Georgia moving to extend lawsuit ban
Georgia lawmakers wrangled for weeks last year before deciding to protect businesses and others from being sued if someone blames them for contracting COVID-19. On Wednesday, a state House committee agreed in a five-minute meeting to renew that protection for another year with no debate.
Members of the House Special Committee on Access to the Civil Justice System advanced House Bill 112 to the full House for more debate on a split voice vote.
The measure would extend the protections to July 14, 2022. They currently are set to expire July 14 of this year.
Committee Chairman Trey Kelley, a Cedartown Republican who is sponsoring the bill, said the measure is being supported by key business lobbying groups as well as the Georgia Trial Lawyers Association, which typically represents plaintiffs lawyers.
"We felt like there needs to be some protection in place for our businesses and venues that try to keep themselves open and try to comply with the guidelines that have been put forth," Kelley said. "It's important that we keep our economy open and our people working."
Services industry bounces back in 2021
The services sector, where most Americans work, operated in January at the highest level in almost two years.
Activity climbed to a reading of 58.7% last month on a seasonally adjusted basis, according to a report Wednesday from the Institute for Supply Management, up a full percentage point from 57.7% in February. Any reading above 50 signals expansion in the services sector.
It was the highest reading since February 2019, when the index hit 58.8%. January was the eighth straight month of growth after sharp spring declines as the global pandemic broadsided the U.S. economy.
There were 14 industries reporting growth to start the year, led by the real estate sector. Only four industries contracted with the biggest declines in arts, entertainment and recreation.
Anthony Nieves, chair of the ISM service business survey committee, said that service businesses at the moment believe 2021 will be a good year.
"As long as we don't get derailed by other variants of the virus, we should maintain this growth and the second half of the year will be better than the first half," he said.
Stuckey's brings candy making, pecan processing in-house
ATLANTA — Atlanta-based Stuckey's, the kitschy roadside retailer known for its pecan log rolls, bought a Georgia manufacturing plant with plans to move some of the chain's candy-making and pecan processing in-house for the first time in decades.
Stephanie Stuckey, whose grandfather launched the business in the 1930s, said Tuesday that the acquisition of Atwell Pecan Co. and two related businesses will give the chain flexibility to expand its offerings and put its products in more outlets, such as groceries and other big chains. The parties are keeping the price private.
The plant in Wrens, about 30 miles southwest of Augusta, employs about 100 people year-round.

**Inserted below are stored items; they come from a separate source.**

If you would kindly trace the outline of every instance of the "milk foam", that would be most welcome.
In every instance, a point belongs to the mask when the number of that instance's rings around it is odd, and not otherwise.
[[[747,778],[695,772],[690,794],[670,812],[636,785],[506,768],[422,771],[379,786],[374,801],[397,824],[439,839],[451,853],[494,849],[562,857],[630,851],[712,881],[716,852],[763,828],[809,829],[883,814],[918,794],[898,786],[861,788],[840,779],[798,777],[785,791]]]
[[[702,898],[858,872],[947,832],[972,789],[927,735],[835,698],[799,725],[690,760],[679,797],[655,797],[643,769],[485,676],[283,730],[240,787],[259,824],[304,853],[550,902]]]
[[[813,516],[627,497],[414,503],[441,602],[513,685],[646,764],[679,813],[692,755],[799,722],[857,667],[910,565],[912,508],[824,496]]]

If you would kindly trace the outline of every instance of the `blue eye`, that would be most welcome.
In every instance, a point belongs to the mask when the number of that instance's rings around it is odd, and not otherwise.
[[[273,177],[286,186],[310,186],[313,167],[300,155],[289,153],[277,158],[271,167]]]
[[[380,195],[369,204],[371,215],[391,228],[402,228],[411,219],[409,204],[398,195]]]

Stuckey said the operation, which includes a shelling facility, will make log rolls, pralines, divinity, fudge, cheese straws and an expanded line of flavored pecans for Stuckey's and others.

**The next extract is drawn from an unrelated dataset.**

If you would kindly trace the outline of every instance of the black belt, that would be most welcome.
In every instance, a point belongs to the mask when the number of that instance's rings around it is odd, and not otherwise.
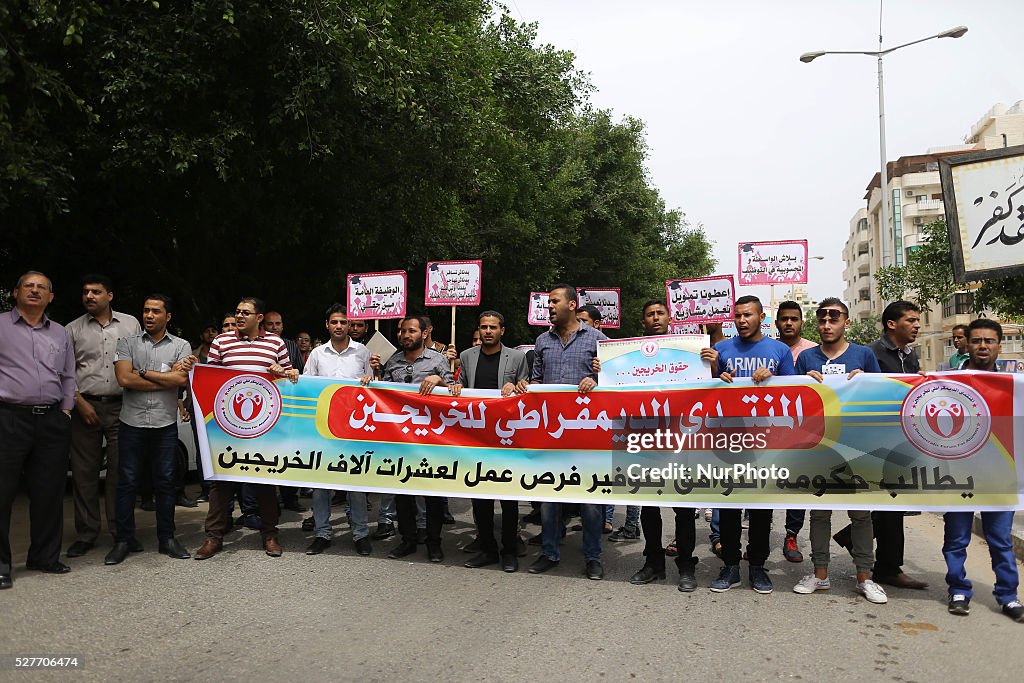
[[[46,406],[28,406],[22,405],[21,403],[4,403],[0,401],[0,408],[6,408],[7,410],[18,410],[25,413],[32,413],[33,415],[46,415],[54,408],[59,408],[60,403],[51,403]]]
[[[100,403],[112,403],[114,401],[120,401],[121,394],[114,394],[113,396],[97,396],[96,394],[79,394],[82,398],[90,401],[99,401]]]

Mueller Water Products reports $16.7 million in earnings
ATLANTA — Mueller Water Products Inc. on Wednesday reported fiscal first-quarter earnings of $16.7 million.
The Atlanta-based company said it had net income of 11 cents per share.

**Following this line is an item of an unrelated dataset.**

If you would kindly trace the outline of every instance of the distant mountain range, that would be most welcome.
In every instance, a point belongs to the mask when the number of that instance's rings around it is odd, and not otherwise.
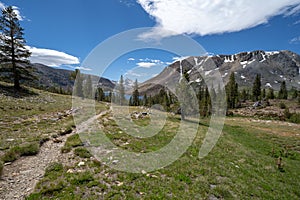
[[[44,88],[61,87],[71,91],[74,81],[70,79],[71,70],[57,69],[42,64],[33,64],[37,80],[28,85]],[[202,76],[199,74],[202,71]],[[288,89],[300,89],[300,55],[291,51],[252,51],[234,55],[191,56],[182,61],[176,61],[167,66],[160,74],[139,84],[140,94],[156,94],[167,84],[176,84],[180,74],[188,73],[191,83],[199,83],[203,76],[220,72],[224,83],[230,73],[235,73],[239,87],[252,87],[256,74],[261,74],[262,87],[279,90],[282,81],[286,81]],[[0,74],[1,76],[1,74]],[[116,81],[91,75],[94,85],[104,90],[113,90]],[[99,80],[97,82],[97,80]],[[129,94],[134,84],[133,80],[125,79],[124,85]]]
[[[202,76],[199,73],[202,71]],[[252,87],[257,74],[262,77],[262,87],[271,87],[279,90],[282,81],[286,82],[288,89],[300,89],[300,56],[291,51],[252,51],[234,55],[191,56],[182,61],[174,62],[166,67],[160,74],[144,82],[140,92],[157,93],[169,83],[178,81],[178,76],[187,72],[190,82],[197,83],[203,76],[214,77],[220,72],[224,83],[229,80],[231,73],[239,87]]]
[[[37,77],[37,80],[31,84],[37,84],[44,88],[61,87],[64,90],[72,90],[74,80],[70,78],[70,75],[73,71],[57,69],[36,63],[33,64],[33,67],[35,69],[34,75]],[[99,78],[94,75],[91,75],[91,78],[94,85],[98,85],[105,90],[112,90],[115,87],[115,83],[109,79]]]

The results beat Wall Street expectations. The average estimate of five analysts surveyed by Zacks Investment Research was for earnings of 8 cents per share.
The maker of fire hydrants, pipes and water valves posted revenue of $237.4 million in the period, also surpassing Street forecasts. Three analysts surveyed by Zacks expected $216.6 million.
Mueller Water Products shares have declined 1% since the beginning of the year. In the final minutes of trading on Wednesday, shares hit $12.26, a rise of slightly more than 3% in the last 12 months.